Besides the app, the company offers APIs to other apps, farm management systems and systems with access to the internet and a camera. Other companies in agriculture can use PEAT’s platform to support farmers. “We offered this to major players in the Indian agriculture business and started to create collaborations all over India,” says Alexander. With the help of the German embassy, PEAT met several Indian companies interested in solutions for sustainable agriculture.

Plantix has 30,000 users in India. A major rollout of the adapted version in Telugu and Hindi will be launched in April.
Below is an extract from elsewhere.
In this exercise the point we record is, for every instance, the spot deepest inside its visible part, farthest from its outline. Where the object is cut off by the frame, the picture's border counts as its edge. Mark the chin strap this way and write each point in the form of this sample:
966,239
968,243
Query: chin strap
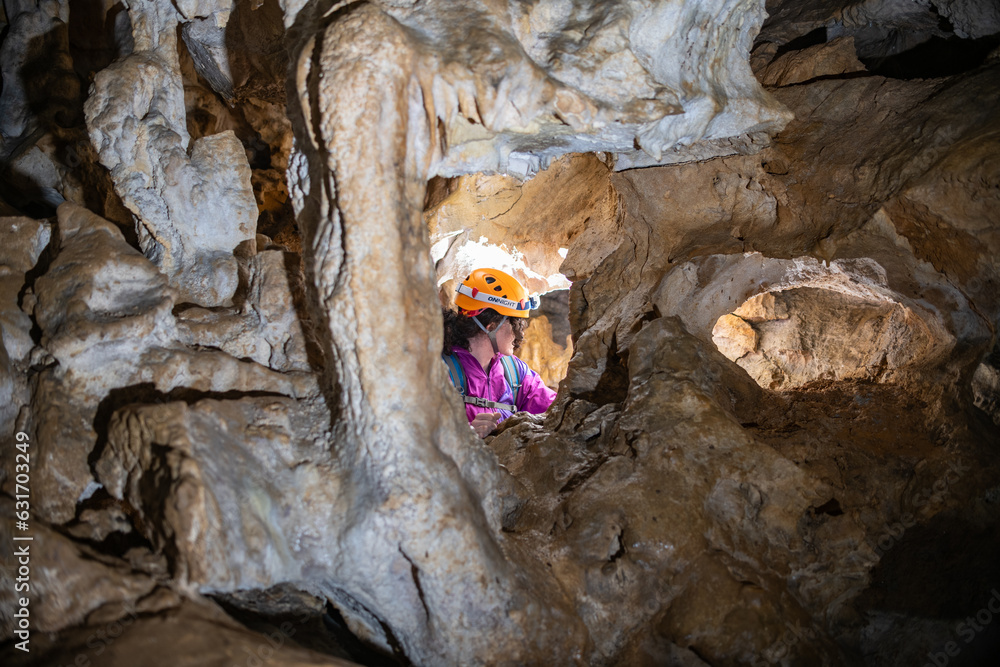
491,334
In 2016, PEAT participated in the Merck Accelerator (Merck is a large life science company) and subsequently raised an undisclosed funding from German investor Christoph Maire and its company Atlantic Labs.

PEAT team helping farmers

What does the technology do?

PEAT trains self-learning algorithms (Deep Neural Networks) to distinguish between different patterns that are left by plant diseases, pest or nutrient deficiencies. These deep neural networks are based on the same patterns humans learn. Like an expert, you have to prepare learning material for the machine in which you show how the different and characteristic pattern of each plant disease looks like. If you have enough material the machine will start to understand how to identify a specific disease just by showing it a picture.
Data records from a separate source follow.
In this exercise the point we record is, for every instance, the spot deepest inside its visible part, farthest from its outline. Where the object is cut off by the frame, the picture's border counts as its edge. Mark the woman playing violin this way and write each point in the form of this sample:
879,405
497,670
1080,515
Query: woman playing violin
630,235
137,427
Kishore Biyani, Chairman of Future Group, says,

"Data is paramount in alleviating farmer woes. Any data that can improve lives of farmers also adds value to the consumer in terms of great produce. The entire chain benefits in the process.”

The business

PEAT is a product company and is acquiring users at the moment. It is yet to generate any revenue at the moment.

The app identifies plant damages just by taking a picture, thus aiding farmers to save their crop without losing much time. “To train these self-learning algorithms, a huge database is needed. Today our database contains over 270,000 labelled pictures and it grows every day with every picture users send to us,” says Charlotte.
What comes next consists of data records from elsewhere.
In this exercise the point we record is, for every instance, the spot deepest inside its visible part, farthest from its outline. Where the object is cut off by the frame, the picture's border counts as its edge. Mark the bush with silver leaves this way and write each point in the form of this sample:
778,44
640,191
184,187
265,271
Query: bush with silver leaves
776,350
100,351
By just giving the reason why a plant is unhealthy is not going to add value for the startup. So PEAT provides information on the cause of the infection and how a farmer can prevent or treat it with biological as well as chemical products.

Beyond counselling farmers, PEAT's technology allows for the collection of data on plant diseases and pests. Since every picture comes to PEAT's servers tagged with a location and a time stamp, it can create real-time monitoring and forecasting systems for any crop at any place.

This image recognition software will be shared with agriculture companies who can use the knowledge to serve farmers. The company will make money on the number of pictures sent and analysed and the analytics engine that provides insights to companies can be monetised too.

“Farming needs a new fillip with consumer technology. Using smartphones, drones and devices to track soil and plant health is the future,” says Pranav Manapuria, co-founder of VDrone Agro.

The small farm holdings in India leave farmers in poverty because of bad yield. But technologies like PEAT are certainly the need of the hour.